CES resulted from a counter-offer the Bavarian Ministry of Education made to Hans-Werner Sinn in 1988. It was intended to serve as a visitors' center for academic economists invited from all over the world for research and teaching in Munich. It was officially founded on 18 January 1991 and welcomed its first visitors - among them Gary Becker, David Bradford, Richard Musgrave, and David Wildasin - in April of the same year. Further developments in 1993 paved the way to today's status quo, providing CES with additional guest apartments and making attendance at CES lectures obligatory for doctoral students in economics. In 1994, CES became a co-publisher of Economic Policy, Europe's leading scientific journal in that field. 1994 also saw the birth of the Munich Lectures in Economics, which were given that year by the first Distinguished CES Fellow, Avinash Dixit. Since then these events have become an integral part of the academic life of the economics department and the list of the previous prize winners includes such renowned personalities as Tony Atkinson (deceased January 2017), Jean Tirole (Nobel Laureate 2014), Paul Krugman (Nobel Laureate 2008), Rudi Dornbusch (deceased 2002), Guido Tabellini, Peter Diamond (Nobel Laureate 2010), Oliver Hart (Nobel Laureate 2016), Nicholas Stern, James Poterba, Andrei Shleifer, Bruno Frey, Alberto Alesina, Philippe Aghion, Olivier Blanchard, Robin Boadway, Richard Blundell, Partha Dasgupta, Esther Duflo, Ernst Fehr, Kenneth Rogoff, Daron Acemoglu, and Bengt Holmstrom (Nobel Laureate 2016). Their lectures also appear in a book series published with MIT press.

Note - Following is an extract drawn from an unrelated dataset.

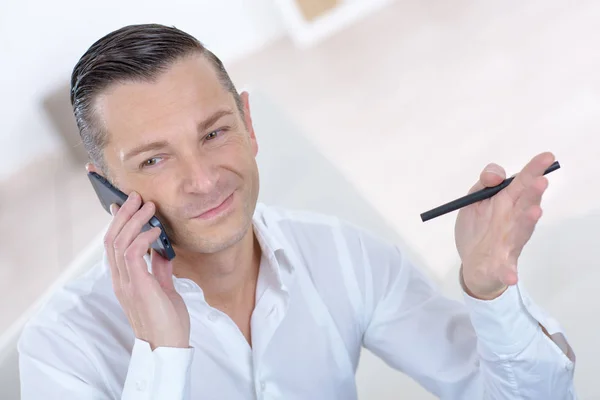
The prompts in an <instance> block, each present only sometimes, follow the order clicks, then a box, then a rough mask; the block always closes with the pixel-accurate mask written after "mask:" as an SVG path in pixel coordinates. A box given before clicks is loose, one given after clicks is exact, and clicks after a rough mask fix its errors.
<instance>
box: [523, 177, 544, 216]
mask: <svg viewBox="0 0 600 400" xmlns="http://www.w3.org/2000/svg"><path fill="white" fill-rule="evenodd" d="M546 189H548V179H547V178H546V177H545V176H538V177H537V178H536V179H534V180H533V182H532V183H531V185H530V186H529V187H527V188H525V189H524V190H523V192H522V193H521V196H519V198H518V200H517V202H516V208H517V211H521V212H523V211H526V210H528V209H529V208H530V207H531V206H535V205H537V206H539V205H540V204H541V202H542V196H543V194H544V192H545V191H546Z"/></svg>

In 1998, CES became one of the first institutions world-wide to offer the opportunity to join its community of economic discussion virtually via the internet. The Munich Lectures in Economics as well as other outstanding seminars can be easily watched as internet video lectures.
In the same year the Center also substantially enlarged its own in-house research group producing a sustainable and constant stream of first-class economics research, published in international refereed journals.
Yet this is not the end of the story. Since 1999 CES has been in close cooperation with the Ifo Institute, an independent, non-profit organisation focussing on empirical policy studies. Both institutes now meet under an umbrella organisation, the CESifo Group, to build bridges between theoretical and empirical economic investigation and between researchers from all over the world. This is the new starting point for the next decade of cutting-edge international economic research in Munich.